Ten years after the opening of Christ's Hospital, the Jane C. Stormont Women's Hospital and Training School for Nurses opened its doors in nearby Potwin, a Topeka subdivision. Jane C. Stormont, the widow of a prominent doctor and "Topeka's best-known philanthropist", donated the funds for the twenty-five-patient facility. It was erected at a site at Ashland, which later became SW 3rd and Greenwood in Potwin. An annex was added to the facility in 1900, and a major overall expansion was begun seven years later, after Mrs. Stormont had died (in a room in her eponymous hospital) and new funds were added from her estate.
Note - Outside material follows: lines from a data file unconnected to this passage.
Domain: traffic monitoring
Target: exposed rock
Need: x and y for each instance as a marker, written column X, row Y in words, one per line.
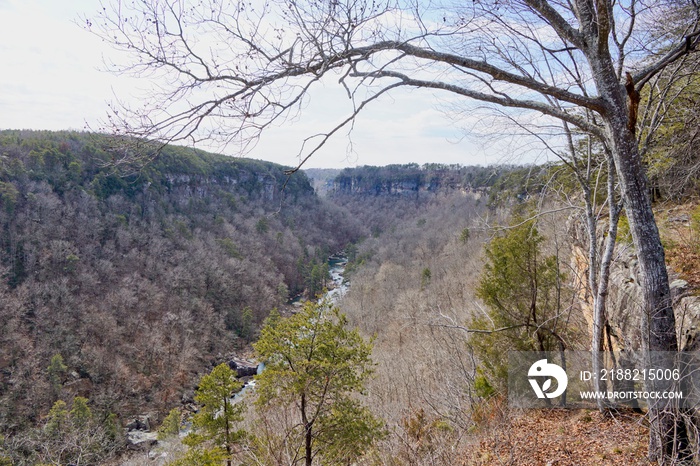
column 142, row 441
column 140, row 423
column 625, row 298
column 80, row 387
column 243, row 369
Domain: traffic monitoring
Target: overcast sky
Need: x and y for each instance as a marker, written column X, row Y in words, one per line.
column 51, row 79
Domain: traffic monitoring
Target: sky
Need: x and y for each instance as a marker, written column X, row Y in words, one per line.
column 51, row 79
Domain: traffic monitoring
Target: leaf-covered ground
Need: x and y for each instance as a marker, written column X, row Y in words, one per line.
column 562, row 438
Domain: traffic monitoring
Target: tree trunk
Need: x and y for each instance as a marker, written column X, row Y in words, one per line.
column 307, row 432
column 668, row 439
column 667, row 435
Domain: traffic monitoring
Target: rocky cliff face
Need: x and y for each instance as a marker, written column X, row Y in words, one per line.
column 411, row 180
column 625, row 298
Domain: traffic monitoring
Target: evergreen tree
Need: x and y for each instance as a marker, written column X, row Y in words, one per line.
column 315, row 366
column 214, row 434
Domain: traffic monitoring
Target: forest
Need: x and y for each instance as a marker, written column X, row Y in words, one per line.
column 165, row 305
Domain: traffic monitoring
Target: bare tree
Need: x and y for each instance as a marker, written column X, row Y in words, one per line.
column 230, row 69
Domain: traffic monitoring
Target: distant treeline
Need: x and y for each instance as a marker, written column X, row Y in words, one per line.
column 414, row 178
column 140, row 275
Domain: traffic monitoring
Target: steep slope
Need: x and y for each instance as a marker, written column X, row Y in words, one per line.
column 140, row 281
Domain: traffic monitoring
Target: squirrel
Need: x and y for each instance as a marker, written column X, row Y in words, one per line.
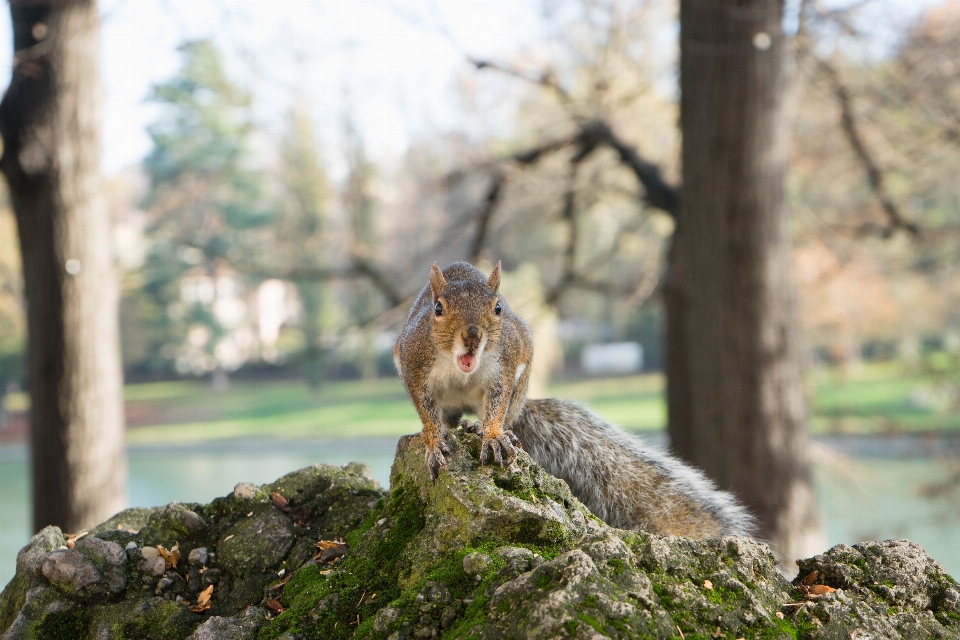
column 462, row 350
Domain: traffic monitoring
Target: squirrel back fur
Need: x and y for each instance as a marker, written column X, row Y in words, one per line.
column 625, row 482
column 462, row 350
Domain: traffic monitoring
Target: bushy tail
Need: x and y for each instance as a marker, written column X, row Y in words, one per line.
column 625, row 482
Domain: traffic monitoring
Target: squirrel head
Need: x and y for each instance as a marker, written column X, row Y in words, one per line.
column 467, row 316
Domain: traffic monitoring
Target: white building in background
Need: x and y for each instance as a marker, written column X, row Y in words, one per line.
column 613, row 357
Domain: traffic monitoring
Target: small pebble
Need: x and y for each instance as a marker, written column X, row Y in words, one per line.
column 198, row 556
column 245, row 490
column 164, row 585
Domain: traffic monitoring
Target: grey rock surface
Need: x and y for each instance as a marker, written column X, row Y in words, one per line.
column 481, row 552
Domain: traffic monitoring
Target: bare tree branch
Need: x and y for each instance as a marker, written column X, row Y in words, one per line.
column 659, row 194
column 485, row 214
column 546, row 79
column 875, row 176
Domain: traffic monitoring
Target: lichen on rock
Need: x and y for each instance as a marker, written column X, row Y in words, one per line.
column 482, row 552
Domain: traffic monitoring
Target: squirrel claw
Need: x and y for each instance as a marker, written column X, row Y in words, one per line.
column 502, row 443
column 472, row 427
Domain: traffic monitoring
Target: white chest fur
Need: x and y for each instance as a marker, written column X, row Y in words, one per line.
column 455, row 390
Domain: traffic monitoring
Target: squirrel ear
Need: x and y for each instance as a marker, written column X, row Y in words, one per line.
column 437, row 281
column 494, row 281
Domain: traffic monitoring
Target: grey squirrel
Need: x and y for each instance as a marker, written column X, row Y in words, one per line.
column 462, row 350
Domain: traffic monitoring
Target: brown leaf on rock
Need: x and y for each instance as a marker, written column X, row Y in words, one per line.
column 811, row 578
column 273, row 605
column 327, row 544
column 171, row 557
column 204, row 596
column 73, row 537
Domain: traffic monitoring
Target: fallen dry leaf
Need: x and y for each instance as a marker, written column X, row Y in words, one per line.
column 204, row 596
column 811, row 578
column 170, row 556
column 326, row 544
column 273, row 605
column 73, row 537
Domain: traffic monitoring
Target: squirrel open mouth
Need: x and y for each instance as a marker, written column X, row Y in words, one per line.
column 467, row 362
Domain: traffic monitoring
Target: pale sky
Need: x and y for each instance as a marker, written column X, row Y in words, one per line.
column 395, row 59
column 392, row 58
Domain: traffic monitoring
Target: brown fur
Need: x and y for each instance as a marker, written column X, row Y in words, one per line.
column 624, row 482
column 426, row 357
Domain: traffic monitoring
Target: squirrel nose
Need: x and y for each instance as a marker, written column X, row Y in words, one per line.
column 471, row 339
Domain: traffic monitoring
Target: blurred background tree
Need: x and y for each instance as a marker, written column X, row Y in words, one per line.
column 270, row 235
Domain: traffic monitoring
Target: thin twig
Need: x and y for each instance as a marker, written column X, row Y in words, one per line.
column 875, row 176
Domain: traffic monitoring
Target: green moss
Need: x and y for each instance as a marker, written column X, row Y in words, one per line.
column 12, row 599
column 65, row 625
column 157, row 620
column 590, row 620
column 335, row 605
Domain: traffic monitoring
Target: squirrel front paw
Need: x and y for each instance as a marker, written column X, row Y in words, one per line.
column 475, row 427
column 505, row 442
column 435, row 457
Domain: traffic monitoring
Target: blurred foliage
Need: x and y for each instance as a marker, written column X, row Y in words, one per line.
column 13, row 339
column 249, row 244
column 184, row 308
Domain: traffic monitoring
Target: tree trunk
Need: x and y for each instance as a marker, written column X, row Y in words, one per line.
column 50, row 123
column 736, row 406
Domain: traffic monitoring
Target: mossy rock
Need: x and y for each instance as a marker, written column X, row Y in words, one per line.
column 482, row 552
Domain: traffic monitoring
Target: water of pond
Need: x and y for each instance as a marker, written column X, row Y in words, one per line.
column 869, row 489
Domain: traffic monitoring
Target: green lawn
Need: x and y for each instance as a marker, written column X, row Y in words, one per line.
column 879, row 399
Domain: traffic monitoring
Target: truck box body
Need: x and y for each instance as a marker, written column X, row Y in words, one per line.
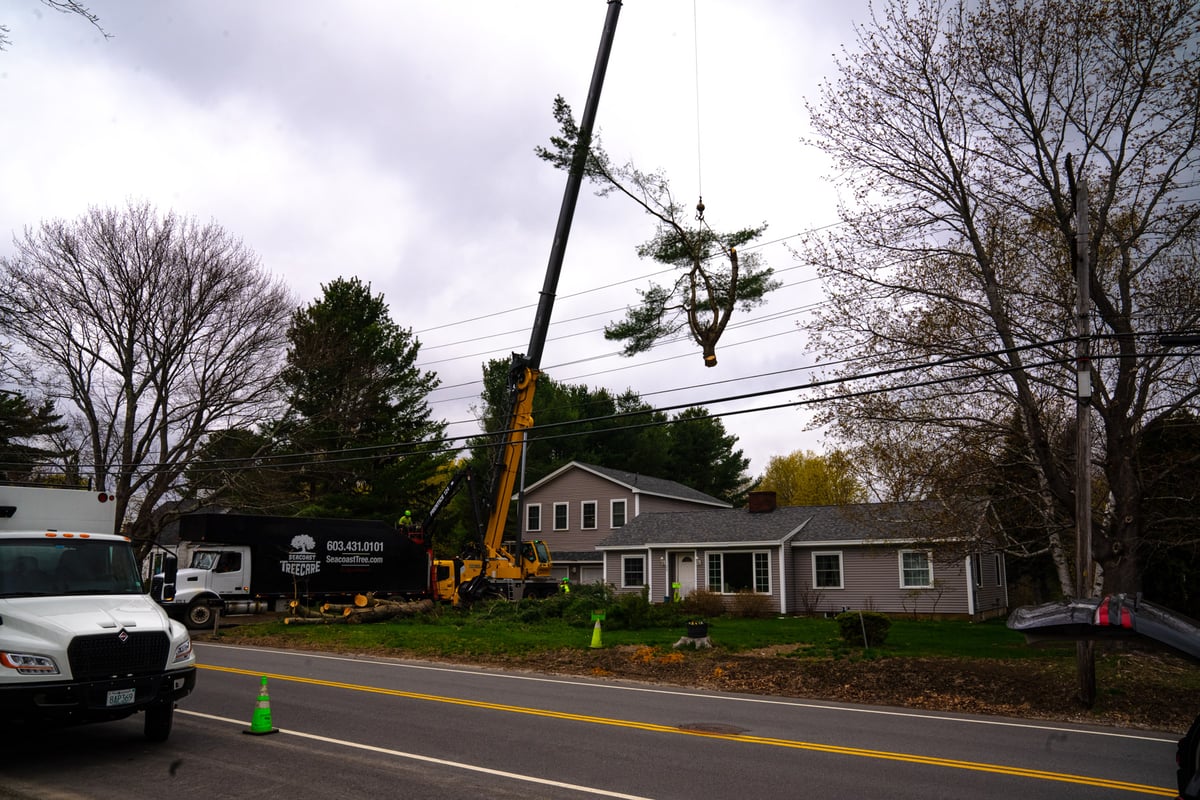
column 245, row 563
column 79, row 638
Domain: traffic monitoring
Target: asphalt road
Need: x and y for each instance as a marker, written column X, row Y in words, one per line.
column 378, row 728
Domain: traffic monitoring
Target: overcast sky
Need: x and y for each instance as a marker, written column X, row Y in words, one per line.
column 394, row 142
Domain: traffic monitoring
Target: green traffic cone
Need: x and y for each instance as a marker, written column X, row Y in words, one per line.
column 595, row 635
column 261, row 722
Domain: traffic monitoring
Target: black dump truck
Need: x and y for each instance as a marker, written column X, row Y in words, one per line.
column 245, row 564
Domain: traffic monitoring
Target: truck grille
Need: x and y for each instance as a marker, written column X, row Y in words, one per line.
column 105, row 655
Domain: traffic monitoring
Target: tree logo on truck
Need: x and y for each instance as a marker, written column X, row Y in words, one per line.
column 303, row 559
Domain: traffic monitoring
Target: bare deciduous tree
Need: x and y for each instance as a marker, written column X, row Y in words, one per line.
column 155, row 331
column 64, row 6
column 953, row 268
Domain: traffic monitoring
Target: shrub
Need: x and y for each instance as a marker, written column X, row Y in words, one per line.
column 702, row 602
column 749, row 605
column 852, row 625
column 630, row 611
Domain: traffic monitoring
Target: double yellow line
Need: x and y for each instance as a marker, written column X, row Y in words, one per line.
column 862, row 752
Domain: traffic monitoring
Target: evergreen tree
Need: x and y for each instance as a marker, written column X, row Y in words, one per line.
column 703, row 456
column 359, row 439
column 22, row 422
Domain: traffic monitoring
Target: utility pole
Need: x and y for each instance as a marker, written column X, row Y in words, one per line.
column 1085, row 655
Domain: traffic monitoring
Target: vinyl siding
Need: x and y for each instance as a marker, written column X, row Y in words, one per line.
column 871, row 582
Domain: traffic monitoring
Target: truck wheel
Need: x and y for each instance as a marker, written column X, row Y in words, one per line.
column 199, row 614
column 159, row 719
column 1188, row 757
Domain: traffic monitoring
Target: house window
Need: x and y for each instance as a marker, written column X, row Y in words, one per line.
column 617, row 510
column 588, row 515
column 633, row 571
column 731, row 572
column 827, row 571
column 916, row 571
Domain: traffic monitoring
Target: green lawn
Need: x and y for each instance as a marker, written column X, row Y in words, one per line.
column 499, row 631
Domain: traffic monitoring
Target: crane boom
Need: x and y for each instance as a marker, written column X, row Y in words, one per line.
column 469, row 576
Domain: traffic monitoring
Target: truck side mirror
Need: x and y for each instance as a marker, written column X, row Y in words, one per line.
column 169, row 572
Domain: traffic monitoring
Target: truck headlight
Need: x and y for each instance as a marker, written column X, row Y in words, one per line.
column 28, row 663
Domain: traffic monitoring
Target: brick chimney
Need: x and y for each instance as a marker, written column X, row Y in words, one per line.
column 762, row 501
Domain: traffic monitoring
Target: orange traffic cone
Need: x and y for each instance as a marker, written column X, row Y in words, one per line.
column 261, row 723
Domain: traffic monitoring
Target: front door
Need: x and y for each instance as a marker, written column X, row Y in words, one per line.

===Stormont–Vail Regional Medical Center===
The two hospitals merged in 1949, combining the names of their founders. As the Stormont–Vail Regional Medical Center, the hospital continued to grow ever larger to meet the needs of Topeka's increasing population. A pediatrics division was created in 1950 amid a polio epidemic, and new floors were added to the hospital in 1963. A 24-hour emergency room staff was instituted in 1970. A major expansion in 1983 added the Pozez Education Center which gave new space for a larger nursing school and other academic facilities, as well as the Ethel Stone Stauffer Health Sciences Library.

In 1987, the medical center partnered with Rocco Ortenzio's Continental Medical Systems to help build and develop a physiatric facility, the for-profit Kansas Rehabilitation Hospital. The KRH continues today as a joint venture of the SVHC and HealthSouth.

Stormont Vail began expanding its healthcare network by acquiring various physician clinics throughout northeast Kansas, and in 1995 it finalized a deal to merge with the largest one in the region, the Topeka-based Cotton O'Neil Clinic.

===SVHC===
The modern SVHC consists of the entire medical center (a complex now dubbed the Stormont–Vail Regional Health Center) and numerous satellite offices and clinics providing pediatrics, oncology, pulmonology, diabetes treatment, and many other specialties. It also includes an expanded school for nurses, the Baker School of Nursing, which offers Bachelor of Science and master's degrees in nursing through Baker University.

==Facilities==
The present-day Stormont Vail Health complex operates a 586-bed acute care hospital as well as a large integrated network of primary and specialty health care providers. In 2015, Stormont Vail was awarded an "A" grade for overall patient safety by the independent nonprofit PSO The Leapfrog Group.